Читаем The Emperor of Everything полностью

She cupped her hands around her small breasts, and stroked her thumbs across the soap-slick points of her nipples. After the Moc had almost killed Ruiz, she had sent him to the rooms where she was keeping the Pharaohan woman. Those rooms were equipped with the standard surveillance cameras, of course, and she recalled the times she had watched the two of them rutting in the woman’s silk-covered bed.

Corean slid her hands down her belly, and her fingers moved in a languid rhythm. Ruiz Aw had been lovely to watch, and the woman too — Corean had looked forward so much to having them… until the woman had half killed a valuable property, until Ruiz Aw had stolen her boat and cargo. She had desired them both fiercely. She had put off the moment of consummation, so that the anticipation might sweeten her pleasure. She had waited just a bit too long.

But they’d been so pretty, Ruiz and the Pharaohan — the two bodies entwined, pleasing each other in all the ways a man and woman could.

Images of their artful couplings filled her memory, and her fingers moved more quickly.

For all her rage, she still wanted him. If by some miracle Remint had at that instant brought Ruiz into her bathroom, she would have made him satisfy her, over and over. She arched her back, so that her pelvis rose from the water. She threw her head back, and felt the first clenching spasms begin.

She thought: and then, when Ruiz Aw’s strength was all gone, she would make him die.

She came, shuddering with the culmination of that joyful fantasy.

Later, composed and cold with determination, Corean went in to instruct her slayer in his task.

“Listen, Remint,” she said. “There is a man called Ruiz Aw who is my enemy. He is a dangerous man with dangerous knowledge. We believe he is still here in SeaStack. It is your job to seek him out and render him helpless. You must adhere to these priorities: Ideally, you will bring him to me alive. Failing that, you must kill him and bring me his head or other indisputable evidence of his death. Do you understand?”

Remint nodded once, a sharp decisive gesture. The intensity of his attention was almost unnerving, Corean thought. But she continued. “There are other and somewhat less urgent elements to your task. Three slaves belonging to me were stolen by Ruiz Aw. I want them back, if recapturing them will not jeopardize your most important task: the capture or killing of Ruiz Aw.”

She waited for a fairly long time, before she realized that he wasn’t going to ask any questions unprompted.

“What do you need to know to begin your work?” she asked.

It was as if some powerful engine started spinning behind his stony eyes; they flared with purpose and, to her surprise, something approximating intelligence. “First,” he said. “Tell me everything you know or surmise about this man.”

Ruiz paced slowly back and forth across the thick carpet in the suite Publius had conducted him to. “I keep it for impressing merchant princes,” Publius had said with an expansive gesture that took in the various luxurious appointments. “Call if you need anything.” He had waited a moment for a response, then shrugged and left.

Ruiz had hardly noticed; he was too busy trying to think of some way to ensure his continued existence.
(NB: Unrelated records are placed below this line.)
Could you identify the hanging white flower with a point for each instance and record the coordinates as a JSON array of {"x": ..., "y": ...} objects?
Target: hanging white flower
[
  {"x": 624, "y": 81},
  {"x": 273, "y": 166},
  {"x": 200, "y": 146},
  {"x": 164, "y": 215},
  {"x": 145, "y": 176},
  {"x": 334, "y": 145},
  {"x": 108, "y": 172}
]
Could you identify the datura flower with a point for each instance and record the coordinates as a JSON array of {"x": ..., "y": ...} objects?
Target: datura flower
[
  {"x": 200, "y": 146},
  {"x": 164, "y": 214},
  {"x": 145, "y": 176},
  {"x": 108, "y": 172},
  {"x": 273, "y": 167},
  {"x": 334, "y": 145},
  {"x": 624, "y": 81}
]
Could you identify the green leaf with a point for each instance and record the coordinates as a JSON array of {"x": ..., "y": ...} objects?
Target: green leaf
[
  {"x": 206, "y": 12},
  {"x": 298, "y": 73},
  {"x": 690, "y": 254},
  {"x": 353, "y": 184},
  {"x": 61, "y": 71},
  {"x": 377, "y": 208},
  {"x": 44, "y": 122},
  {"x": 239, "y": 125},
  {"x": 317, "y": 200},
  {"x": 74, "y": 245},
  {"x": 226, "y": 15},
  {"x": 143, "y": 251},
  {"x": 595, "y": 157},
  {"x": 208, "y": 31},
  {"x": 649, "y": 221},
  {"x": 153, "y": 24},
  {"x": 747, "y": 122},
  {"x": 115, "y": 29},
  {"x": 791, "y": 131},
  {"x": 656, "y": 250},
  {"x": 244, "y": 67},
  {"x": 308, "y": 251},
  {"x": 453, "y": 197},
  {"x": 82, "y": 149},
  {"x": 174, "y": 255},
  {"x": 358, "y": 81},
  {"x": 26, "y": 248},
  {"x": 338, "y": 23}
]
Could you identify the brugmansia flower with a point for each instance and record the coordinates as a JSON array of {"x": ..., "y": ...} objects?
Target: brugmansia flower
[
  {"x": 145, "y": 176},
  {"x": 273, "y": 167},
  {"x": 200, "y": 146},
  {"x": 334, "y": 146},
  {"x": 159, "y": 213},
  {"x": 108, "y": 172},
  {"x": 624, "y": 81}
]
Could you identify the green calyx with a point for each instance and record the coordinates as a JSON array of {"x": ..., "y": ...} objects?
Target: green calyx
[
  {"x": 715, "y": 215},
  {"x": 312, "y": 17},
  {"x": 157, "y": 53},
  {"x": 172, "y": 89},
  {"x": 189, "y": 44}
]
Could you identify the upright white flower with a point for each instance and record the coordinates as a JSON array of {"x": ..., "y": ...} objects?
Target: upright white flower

How could he avoid doing Publius’s dirty work? He attempted to review his alternatives, but was depressed to discover that he could find none. Publius had him, and somehow he was certain that Publius wasn’t bluffing when he said he didn’t care anymore about the scrap of information Ruiz held against him. Escape from Publius seemed unlikely. After all, Publius had great respect for his violent skills; presumably he had taken adequate precautions against any attempt Ruiz might make to fly the coop.

For hours, Ruiz wrestled with the problem. Obviously Publius did not intend for him to long survive his mission — that much Ruiz could take for granted. But what possible leverage could he develop to use against Publius?

He considered the potential sources of leverage.

Honorable folk could be bound by promises; Publius would promise him everything and it would mean nothing.

He was in no position to employ fear; Publius would laugh at his threats, and rightly so.

Could he somehow use the dribble of information Publius had divulged? The idea had possibilities, but he was morosely certain that Publius would never let him near a data-stream terminal — the one in his suite had been hurriedly removed by two of the monster-maker’s technicians. And to whom could he confide his damaging story, who would keep it safe until and unless Ruiz failed to return? His only friends on Sook were locked up in a slave pen. It occurred to him that he should have spent a little more time on devising a safe place for them to hide. But at the time, he had been sure that Corean would be hot on his trail — and the matter had seemed urgent.